Frequently asked questions

What is enclomiphene used for?

Enclomiphene is used to raise testosterone in men with secondary hypogonadism — low testosterone caused by weak signaling from the brain rather than testicular failure — while preserving fertility. It is the trans-isomer of clomiphene citrate, a selective estrogen receptor modulator (SERM). By blocking estrogen's negative feedback at the hypothalamus and pituitary, it increases LH and FSH, which prompt the testes to produce more of their own testosterone.

Is enclomiphene the same as TRT?

No. TRT (testosterone replacement therapy) adds testosterone from outside the body, which suppresses the body's own production and typically shrinks the testes and lowers sperm counts. Enclomiphene does the opposite — it stimulates the body to make more of its own testosterone, so it generally maintains testicular size and fertility. Enclomiphene only works if the testes can still respond, so it is not a substitute for TRT in men with primary (testicular) hypogonadism.

Is enclomiphene FDA-approved?

There is no FDA-approved enclomiphene product for treating low testosterone in the United States. A branded version (Androxal, developed by Repros Therapeutics) completed late-stage trials but was never approved, and the company later dissolved. Today enclomiphene is dispensed as an off-label, compounded medication through compounding pharmacies. That means it is legal to prescribe but not FDA-reviewed for quality, potency, or this specific use.

What are the side effects of enclomiphene?

Reported side effects include headache, nausea, mood changes, and — at higher doses — libido or erectile issues, which some men find counterintuitive for a testosterone-raising drug and which may relate to shifts in the estrogen-to-testosterone ratio. Because it raises estradiol along with testosterone, monitoring is important. Long-term safety data (cardiovascular, prostate) is thinner than the decades of data behind testosterone itself.

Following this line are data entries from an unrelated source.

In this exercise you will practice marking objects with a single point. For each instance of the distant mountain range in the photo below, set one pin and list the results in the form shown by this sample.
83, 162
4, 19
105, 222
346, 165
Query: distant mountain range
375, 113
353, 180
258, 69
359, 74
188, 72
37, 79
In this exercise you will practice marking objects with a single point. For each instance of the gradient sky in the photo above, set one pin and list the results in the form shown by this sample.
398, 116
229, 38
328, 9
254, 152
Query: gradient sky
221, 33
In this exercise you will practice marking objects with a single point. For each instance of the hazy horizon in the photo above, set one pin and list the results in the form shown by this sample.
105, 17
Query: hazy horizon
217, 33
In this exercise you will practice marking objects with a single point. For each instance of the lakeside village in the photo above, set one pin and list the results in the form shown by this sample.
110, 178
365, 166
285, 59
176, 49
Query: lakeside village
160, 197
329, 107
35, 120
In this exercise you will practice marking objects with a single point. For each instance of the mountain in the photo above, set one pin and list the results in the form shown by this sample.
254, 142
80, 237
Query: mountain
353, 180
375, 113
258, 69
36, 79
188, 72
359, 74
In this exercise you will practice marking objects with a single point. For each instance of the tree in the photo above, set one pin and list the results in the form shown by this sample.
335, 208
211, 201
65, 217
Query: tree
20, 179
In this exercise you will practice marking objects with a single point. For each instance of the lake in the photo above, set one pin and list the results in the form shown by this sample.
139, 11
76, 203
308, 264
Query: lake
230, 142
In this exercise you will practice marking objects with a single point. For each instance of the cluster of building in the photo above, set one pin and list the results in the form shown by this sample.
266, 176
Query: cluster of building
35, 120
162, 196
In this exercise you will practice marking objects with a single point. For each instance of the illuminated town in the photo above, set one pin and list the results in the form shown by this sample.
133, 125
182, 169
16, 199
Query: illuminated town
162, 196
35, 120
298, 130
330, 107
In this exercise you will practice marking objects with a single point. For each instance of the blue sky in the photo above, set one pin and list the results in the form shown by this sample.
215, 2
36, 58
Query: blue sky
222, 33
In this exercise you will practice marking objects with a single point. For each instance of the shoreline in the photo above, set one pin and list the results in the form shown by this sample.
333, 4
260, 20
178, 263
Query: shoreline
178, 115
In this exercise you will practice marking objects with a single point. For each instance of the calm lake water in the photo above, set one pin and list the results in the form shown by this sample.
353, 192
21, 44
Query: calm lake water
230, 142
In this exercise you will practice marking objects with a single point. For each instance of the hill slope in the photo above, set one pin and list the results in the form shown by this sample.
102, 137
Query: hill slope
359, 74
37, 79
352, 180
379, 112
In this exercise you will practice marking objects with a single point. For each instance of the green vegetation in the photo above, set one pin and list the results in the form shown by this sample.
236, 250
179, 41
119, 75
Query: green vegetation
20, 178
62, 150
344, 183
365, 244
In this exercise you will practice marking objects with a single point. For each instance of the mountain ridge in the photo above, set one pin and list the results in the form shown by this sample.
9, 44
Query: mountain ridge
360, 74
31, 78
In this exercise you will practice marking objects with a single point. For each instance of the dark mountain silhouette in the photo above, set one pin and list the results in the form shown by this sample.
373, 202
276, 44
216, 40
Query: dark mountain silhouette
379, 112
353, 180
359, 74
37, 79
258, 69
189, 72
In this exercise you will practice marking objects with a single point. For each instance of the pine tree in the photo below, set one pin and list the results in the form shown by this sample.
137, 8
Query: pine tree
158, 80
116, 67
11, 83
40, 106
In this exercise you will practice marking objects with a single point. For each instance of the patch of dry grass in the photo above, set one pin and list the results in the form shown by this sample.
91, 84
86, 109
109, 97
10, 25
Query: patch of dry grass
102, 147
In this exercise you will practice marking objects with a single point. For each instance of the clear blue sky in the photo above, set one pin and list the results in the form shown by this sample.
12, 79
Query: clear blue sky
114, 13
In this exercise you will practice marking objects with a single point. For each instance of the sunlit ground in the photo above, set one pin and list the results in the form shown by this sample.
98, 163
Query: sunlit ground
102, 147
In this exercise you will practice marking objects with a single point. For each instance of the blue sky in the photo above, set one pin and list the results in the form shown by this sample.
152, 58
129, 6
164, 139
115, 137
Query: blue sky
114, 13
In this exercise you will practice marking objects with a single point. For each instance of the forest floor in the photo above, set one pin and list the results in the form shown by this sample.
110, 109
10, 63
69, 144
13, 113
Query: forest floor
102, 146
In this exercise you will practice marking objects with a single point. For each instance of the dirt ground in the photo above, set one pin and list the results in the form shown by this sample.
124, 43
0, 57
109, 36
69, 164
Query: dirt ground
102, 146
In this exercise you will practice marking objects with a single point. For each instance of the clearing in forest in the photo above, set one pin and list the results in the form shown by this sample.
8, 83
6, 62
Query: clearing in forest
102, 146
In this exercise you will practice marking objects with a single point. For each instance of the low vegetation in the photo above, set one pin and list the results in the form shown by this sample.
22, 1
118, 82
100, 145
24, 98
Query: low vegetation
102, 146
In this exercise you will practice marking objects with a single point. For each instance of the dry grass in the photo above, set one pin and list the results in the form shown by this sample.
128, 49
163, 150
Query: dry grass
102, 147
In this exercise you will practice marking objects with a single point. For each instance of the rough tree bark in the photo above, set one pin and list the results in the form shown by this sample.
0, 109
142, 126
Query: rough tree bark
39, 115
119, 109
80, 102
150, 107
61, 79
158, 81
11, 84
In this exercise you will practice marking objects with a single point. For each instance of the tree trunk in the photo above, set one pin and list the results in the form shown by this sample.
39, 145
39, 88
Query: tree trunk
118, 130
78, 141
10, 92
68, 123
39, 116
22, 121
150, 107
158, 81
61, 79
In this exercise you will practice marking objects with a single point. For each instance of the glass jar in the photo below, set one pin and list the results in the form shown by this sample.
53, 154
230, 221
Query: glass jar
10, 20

Does enclomiphene preserve fertility better than TRT?

Yes, that is its central advantage. In randomized trials, oral enclomiphene raised testosterone while maintaining sperm concentration, whereas topical testosterone raised testosterone but suppressed sperm counts. For a man who wants to treat low-testosterone symptoms and keep the option of biological children, that difference is the whole point of choosing enclomiphene over TRT.

This is general information, not medical advice. Enclomiphene is a prescription, off-label, compounded medication; whether it is right for you, at what dose, and with what monitoring depends on your health history and lab work and must be decided with a licensed clinician. HRT Picks is not a medical provider and has no role in your care. This explainer was reviewed against the primary sources cited above on July 6, 2026.